SEUL(E) dans la multitude à l'ère de la confusion

SEUL(E)

dans la multitude

à l’ère de la confusion

La grande question contemporaine réside dans le rapport entre l’individu et les foules. Certes, des conceptions (notamment asiatiques) du monde peuvent nier cela en pensant que l’individu n’existe qu’en tant que partie prenante d’un tout, société humaine et environnement. L’individuation peut n’avoir pas de sens.

Pourtant l’histoire humaine fut une longue mise en avant d’individus, individus valorisés pour leur force, leur beauté, leur puissance politique ou religieuse, leur savoir, leur savoir-faire… Bref, nous n’avons cessé de construire de la différence individuelle. Aujourd’hui, au XXIe siècle, à l’ère de l’ubiquité médiatique, la question n’est plus vraiment seulement de savoir si l’individu émerge et a une latitude de singularisation dans des groupes sociaux larges, mais comment sa singularisation peut s’exprimer et peser sur le tout.

Bien sûr, des forces monorétro (pour une seule manière de penser héritée du passé) se satisfont parfaitement de la dissolution de l’individu dans des masses manipulées par quelques-uns politiquement, religieusement ou commercialement ou les trois à la fois. La confusion sert les plus puissants.

Elle est un formidable broyeur de sens dans tous les domaines. Le fact checking s’avère sans impact face aux rumeurs et aux communautés virales sur les réseaux sociaux. L’individu isolé n’a aucune chance de porter à la connaissance publique une idée originale. Pire, des chercheurs peuvent végéter dans l’invisibilité totale ou être récupérés et détournés sans être cités. En art, tout est art, donc rien n’est art. Hier est aussi actuel qu’aujourd’hui et le marché de l’offre devient exponentiel.

Bref, nous sommes dans la confusion généralisée avec une guerre mondiale médiatique. Aucune démocratie de l’information n’existe quand les même choses tournent en boucle parmi les milliards d’émissions sans aucun média-relai intermédiaire : à réalité stratifiée, nécessité de stratification médiatique.  Alors, personne ne s’y retrouve au sein de pareille cacophonie, ce qui est dangereux car les individus perdus se raccrochent à n’importe qui, n’importe quoi.

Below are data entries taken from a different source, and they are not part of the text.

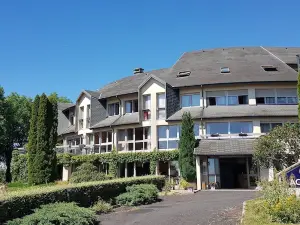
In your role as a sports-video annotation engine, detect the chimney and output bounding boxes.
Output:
[133,68,144,74]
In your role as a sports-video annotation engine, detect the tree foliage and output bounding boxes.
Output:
[254,123,300,170]
[0,87,31,181]
[179,113,196,181]
[48,92,72,103]
[28,94,57,184]
[27,95,40,184]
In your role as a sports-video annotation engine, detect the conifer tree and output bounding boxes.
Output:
[27,95,40,184]
[179,113,196,181]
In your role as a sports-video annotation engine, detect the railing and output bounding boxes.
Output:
[200,133,265,139]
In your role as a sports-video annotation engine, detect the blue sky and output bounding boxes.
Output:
[0,0,300,100]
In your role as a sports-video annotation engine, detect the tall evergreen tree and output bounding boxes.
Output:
[179,113,196,181]
[27,95,40,184]
[33,94,53,184]
[49,98,58,180]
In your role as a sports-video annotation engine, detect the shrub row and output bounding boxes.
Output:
[116,184,158,206]
[0,176,165,223]
[57,150,179,165]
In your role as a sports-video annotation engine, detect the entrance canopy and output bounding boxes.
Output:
[194,138,255,156]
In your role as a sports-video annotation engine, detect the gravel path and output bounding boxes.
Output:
[100,191,257,225]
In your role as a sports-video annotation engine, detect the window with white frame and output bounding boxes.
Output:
[157,93,166,120]
[206,122,253,135]
[143,95,151,120]
[108,102,120,116]
[260,122,282,133]
[117,127,151,151]
[94,131,113,153]
[255,88,298,105]
[206,90,248,105]
[157,123,200,149]
[125,99,139,113]
[69,112,75,126]
[181,94,200,107]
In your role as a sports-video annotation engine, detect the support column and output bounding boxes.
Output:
[246,157,250,188]
[196,155,202,190]
[62,165,72,181]
[133,162,136,177]
[168,161,171,180]
[125,162,128,177]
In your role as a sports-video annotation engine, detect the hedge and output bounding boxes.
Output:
[0,176,165,224]
[57,150,179,165]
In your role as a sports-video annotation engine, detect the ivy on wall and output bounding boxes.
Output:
[57,150,179,166]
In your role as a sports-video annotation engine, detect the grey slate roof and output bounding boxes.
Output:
[194,138,255,155]
[91,115,120,129]
[112,112,139,125]
[95,47,300,98]
[167,105,298,121]
[165,47,300,87]
[98,69,168,99]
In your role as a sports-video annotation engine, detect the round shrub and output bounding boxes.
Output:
[70,162,110,183]
[7,203,97,225]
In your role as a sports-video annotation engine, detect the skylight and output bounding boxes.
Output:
[177,71,191,77]
[220,67,230,73]
[261,66,278,72]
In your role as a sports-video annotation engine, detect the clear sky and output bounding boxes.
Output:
[0,0,300,100]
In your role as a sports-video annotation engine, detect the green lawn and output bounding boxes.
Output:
[242,199,300,225]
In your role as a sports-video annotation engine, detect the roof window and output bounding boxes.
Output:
[177,71,191,77]
[220,67,230,73]
[261,66,278,72]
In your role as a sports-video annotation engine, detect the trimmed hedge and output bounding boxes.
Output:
[0,176,165,223]
[57,150,179,165]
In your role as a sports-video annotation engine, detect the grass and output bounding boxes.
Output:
[242,198,300,225]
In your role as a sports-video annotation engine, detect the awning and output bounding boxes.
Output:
[194,138,256,156]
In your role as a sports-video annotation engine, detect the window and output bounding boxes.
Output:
[117,127,151,151]
[94,131,112,153]
[220,67,230,73]
[143,95,151,120]
[108,103,120,116]
[69,112,75,126]
[206,122,253,134]
[181,94,200,107]
[157,123,200,149]
[157,93,166,120]
[206,90,248,105]
[125,99,138,113]
[255,88,298,105]
[260,123,282,133]
[261,66,278,72]
[177,71,191,77]
[229,122,253,134]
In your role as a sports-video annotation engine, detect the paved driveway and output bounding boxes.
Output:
[100,191,257,225]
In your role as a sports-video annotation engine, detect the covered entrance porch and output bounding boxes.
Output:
[195,138,259,190]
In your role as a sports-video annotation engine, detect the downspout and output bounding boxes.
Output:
[200,84,204,135]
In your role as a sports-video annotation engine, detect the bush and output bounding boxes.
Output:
[260,179,300,223]
[0,176,164,221]
[70,162,110,183]
[7,203,96,225]
[116,184,158,206]
[92,199,113,213]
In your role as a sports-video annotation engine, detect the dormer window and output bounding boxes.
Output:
[261,66,278,72]
[220,67,230,73]
[108,103,120,116]
[177,71,191,77]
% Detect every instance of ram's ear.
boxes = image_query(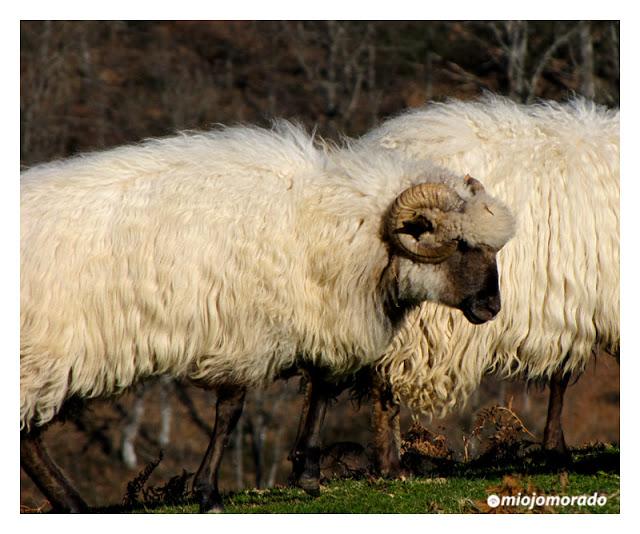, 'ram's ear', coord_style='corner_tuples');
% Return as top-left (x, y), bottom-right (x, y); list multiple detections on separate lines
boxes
(394, 214), (435, 241)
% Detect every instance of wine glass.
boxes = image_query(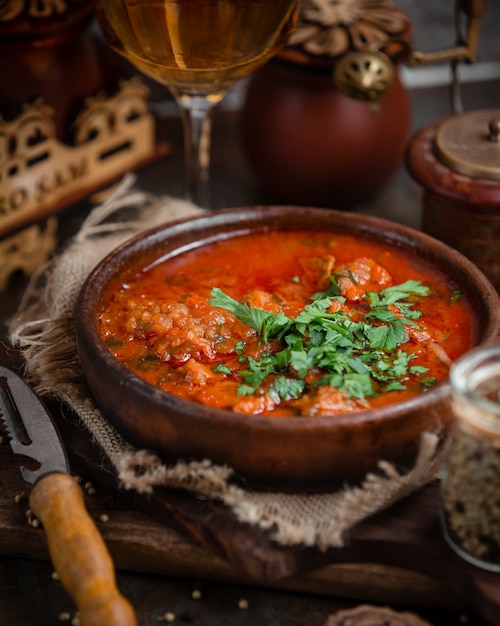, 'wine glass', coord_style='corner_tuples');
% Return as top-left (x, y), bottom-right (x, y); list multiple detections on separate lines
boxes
(97, 0), (299, 208)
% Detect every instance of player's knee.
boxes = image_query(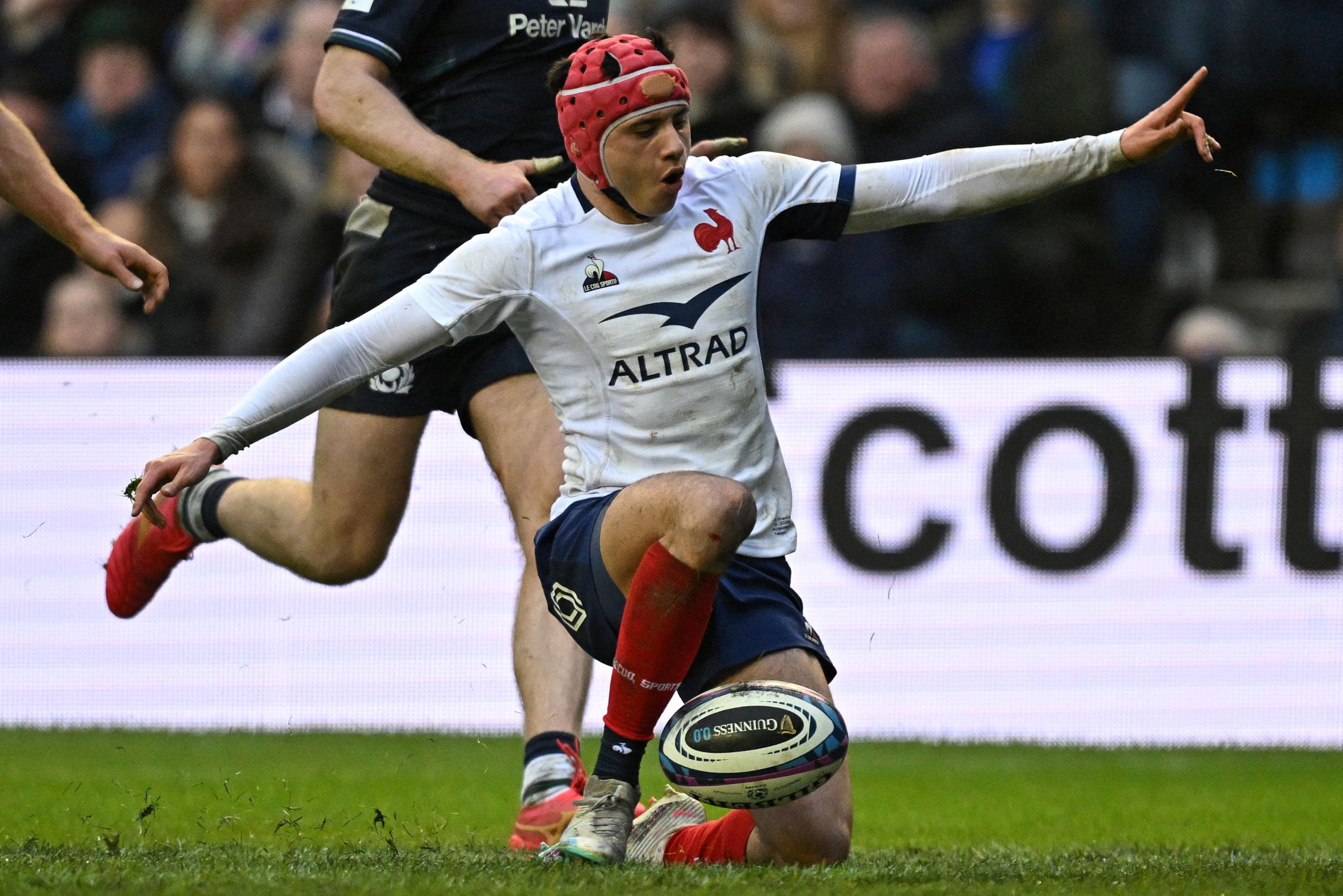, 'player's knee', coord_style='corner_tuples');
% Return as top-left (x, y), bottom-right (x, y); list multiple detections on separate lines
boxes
(307, 542), (387, 584)
(776, 819), (853, 865)
(681, 477), (756, 552)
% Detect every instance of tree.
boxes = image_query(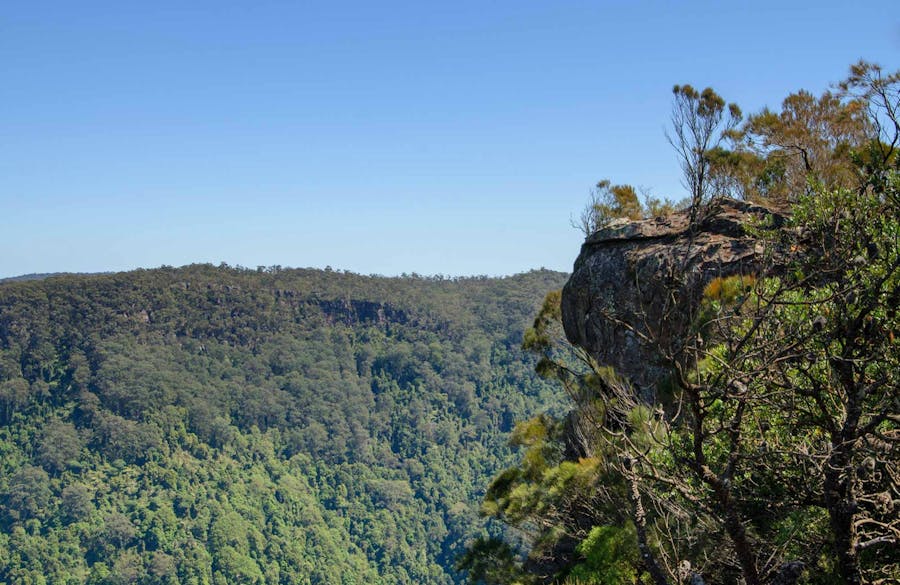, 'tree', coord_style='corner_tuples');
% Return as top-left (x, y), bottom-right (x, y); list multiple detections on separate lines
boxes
(739, 91), (869, 203)
(666, 85), (742, 223)
(468, 58), (900, 585)
(572, 179), (676, 237)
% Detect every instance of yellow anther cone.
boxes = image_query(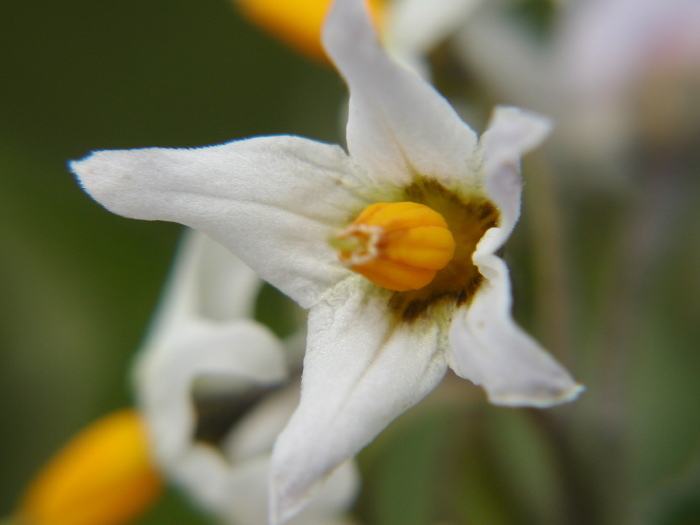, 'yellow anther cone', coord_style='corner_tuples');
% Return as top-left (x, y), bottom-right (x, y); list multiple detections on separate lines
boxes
(17, 410), (162, 525)
(234, 0), (386, 61)
(332, 202), (455, 292)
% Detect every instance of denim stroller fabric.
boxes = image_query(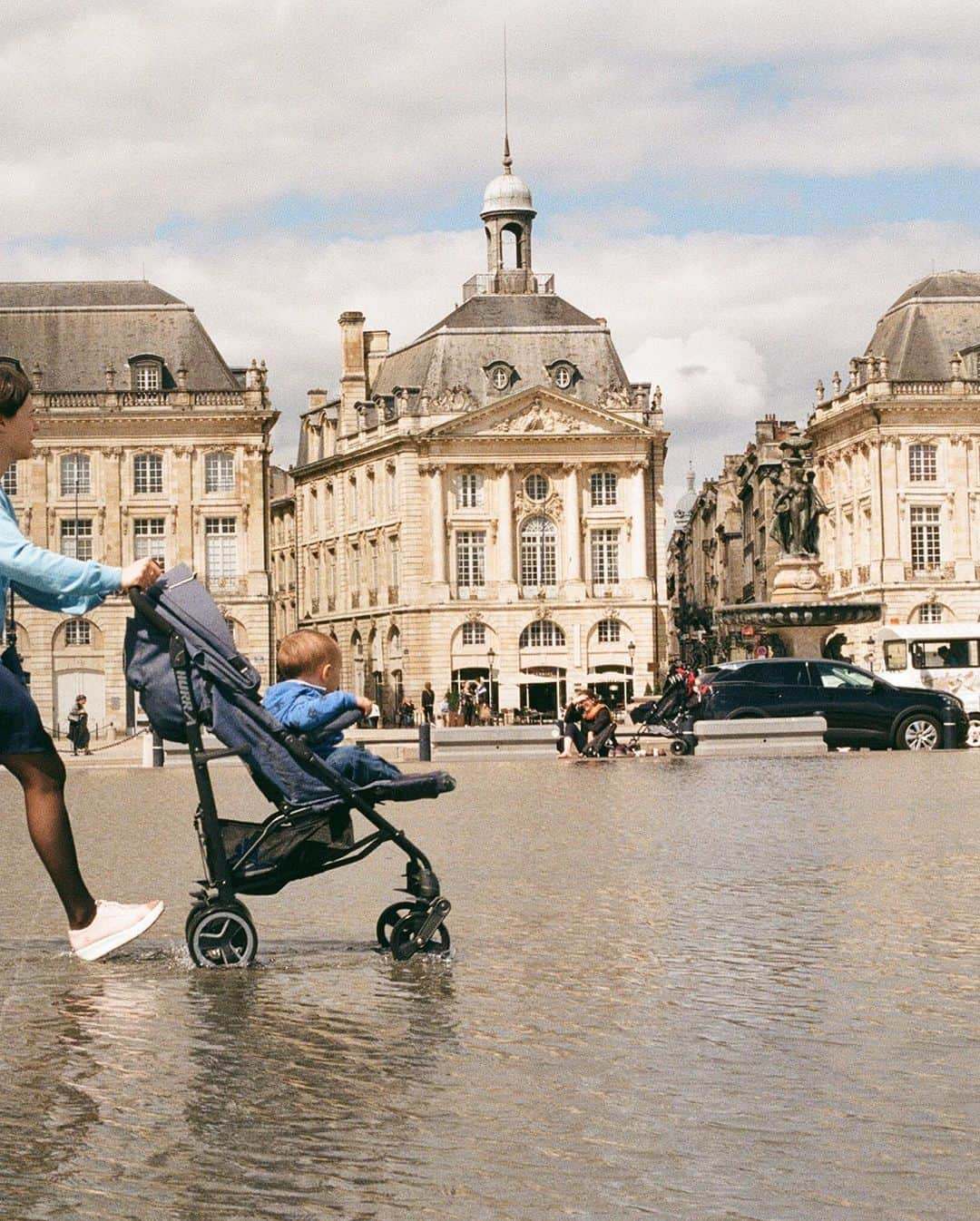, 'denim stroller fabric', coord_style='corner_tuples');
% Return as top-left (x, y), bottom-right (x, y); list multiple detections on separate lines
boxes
(126, 564), (358, 806)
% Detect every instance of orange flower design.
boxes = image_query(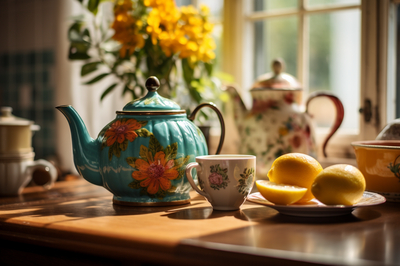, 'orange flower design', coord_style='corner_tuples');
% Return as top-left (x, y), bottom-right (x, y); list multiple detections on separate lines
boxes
(132, 151), (179, 194)
(104, 119), (142, 146)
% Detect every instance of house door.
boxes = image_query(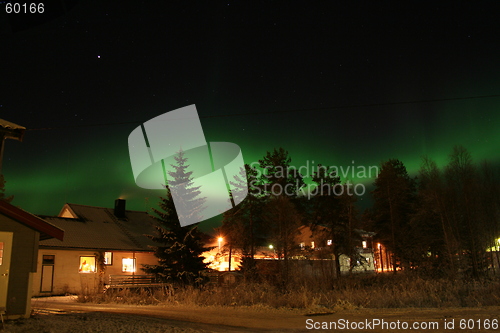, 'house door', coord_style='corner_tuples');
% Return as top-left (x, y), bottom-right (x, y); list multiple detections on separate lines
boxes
(0, 231), (13, 311)
(40, 255), (56, 293)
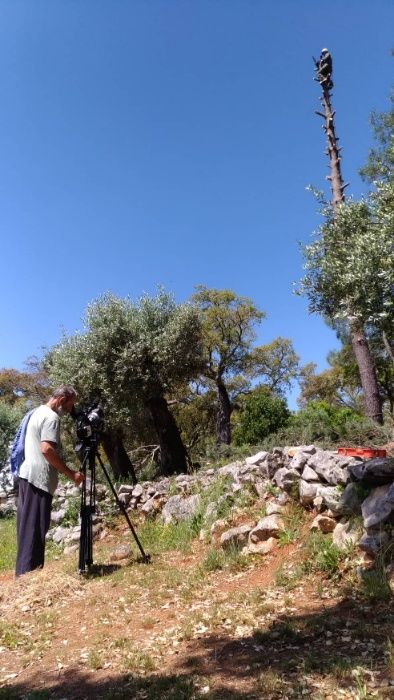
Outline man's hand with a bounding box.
[40,440,85,486]
[73,472,85,486]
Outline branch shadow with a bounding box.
[0,669,247,700]
[172,598,394,700]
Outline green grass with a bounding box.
[200,546,250,571]
[0,518,62,571]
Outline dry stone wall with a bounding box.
[0,445,394,559]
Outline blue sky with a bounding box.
[0,0,394,405]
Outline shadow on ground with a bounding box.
[0,599,394,700]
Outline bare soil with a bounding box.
[0,524,394,700]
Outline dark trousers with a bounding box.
[15,479,52,576]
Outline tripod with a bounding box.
[78,431,150,574]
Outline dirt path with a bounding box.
[0,542,394,700]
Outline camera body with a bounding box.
[71,401,104,441]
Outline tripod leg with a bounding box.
[97,454,150,564]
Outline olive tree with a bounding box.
[192,286,265,444]
[48,290,202,474]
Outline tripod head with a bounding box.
[71,401,104,462]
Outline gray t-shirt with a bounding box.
[19,406,60,495]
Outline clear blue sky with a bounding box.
[0,0,394,402]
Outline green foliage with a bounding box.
[173,383,217,459]
[306,532,345,577]
[47,290,202,428]
[298,196,394,323]
[192,285,265,381]
[0,401,25,467]
[234,387,290,445]
[292,401,362,442]
[248,336,300,396]
[0,517,61,572]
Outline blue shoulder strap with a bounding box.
[10,408,35,476]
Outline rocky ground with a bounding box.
[0,446,394,700]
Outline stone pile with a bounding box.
[0,445,394,560]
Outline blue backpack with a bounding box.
[10,408,35,477]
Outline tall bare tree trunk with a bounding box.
[216,379,232,445]
[315,49,383,425]
[382,331,394,370]
[101,430,137,484]
[146,396,189,476]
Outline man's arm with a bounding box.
[40,440,85,486]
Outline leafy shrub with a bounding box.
[234,387,290,445]
[255,401,392,450]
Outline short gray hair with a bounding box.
[52,384,77,399]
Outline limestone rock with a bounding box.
[266,501,284,515]
[358,530,390,555]
[361,484,394,528]
[220,525,252,549]
[299,479,318,506]
[242,537,277,554]
[109,544,133,561]
[272,467,300,492]
[162,495,201,525]
[245,451,268,465]
[301,464,319,481]
[249,515,284,544]
[332,521,360,550]
[349,457,394,486]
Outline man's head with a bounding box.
[48,384,77,416]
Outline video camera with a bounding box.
[71,401,104,441]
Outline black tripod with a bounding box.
[78,431,150,574]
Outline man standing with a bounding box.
[15,386,84,576]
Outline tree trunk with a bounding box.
[101,430,137,484]
[216,379,232,445]
[382,331,394,370]
[350,320,383,425]
[147,396,188,476]
[316,52,383,425]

Il est probablement temps, pour toutes et tous, de devenir des spécialistes-généralistes et de s’occuper de l’essentiel. Quels sont les priorités environnementales collectives ? Comment structurer la planète autour de nos vies locales-globales par des fonctionnements fédérés où la dimension nationale n’est plus qu’une des strates ? Comment penser ses propres actions comme des choix responsables éclairés par l’éducation à tout âge ?

L’émiettement planétaire dans l’explosion des égoïsmes locaux n’est pas la solution car les questions qui nous occupent, environnementales, financières, migratoires, sont collectives. De plus, la diversité des religions et des conceptions philosophiques peut être préservée grâce à un vivre-en-commun fondé sur l'approche scientifique et critique, la seule qui rassemble sans imposer une vision du monde. A l'inverse, l'uniformisation planétaire dans l'acculturation et la consommation addictive des mêmes produits et des mêmes images pour des sociétés de la norme et du contrôle forme une alternative dangereuse (elle est refusée à juste titre par les peuples, car on ne vit pas et on ne veut pas vivre dans tel quartier de New York comme à Limoges, en forêt laotienne ou à Bamako).

Voilà pourquoi il importe de repenser général en transformant un niveau local rétro-futuro (avec des traditions défendues et choisies et de l’innovation). Voilà pourquoi il faut songer au rare, à l’unique, au précieux, à ce qui fait valeur pour soi. Cela n’est pas mesurable par l’argent. Voilà pourquoi aujourd’hui nous avons besoin de repères et de quelques idées claires sur l’état de notre planète et sur les buts collectifs minimaux. Voilà pourquoi il est temps de revivifier l’action locale, dans les quartiers des villes ou dans les campagnes, et de peser enfin collectivement sur le devenir terrien qui nous concerne toutes et tous, en définissant des limites dynamiques dans tous les domaines. Bâtissons un Pacte planétaire évolutif qui s’impose partout avec une responsabilité collective et la possibilité de sanctions.

Il est temps, pour permettre de sortir de la confusion, d’avoir des buts communs, qui seront aussi des garanties de diversités locales fortes. L’un(e) ne peut apprécier sa singularité dans la multitude qu’en sortant de la confusion. Nous devons penser nos repères.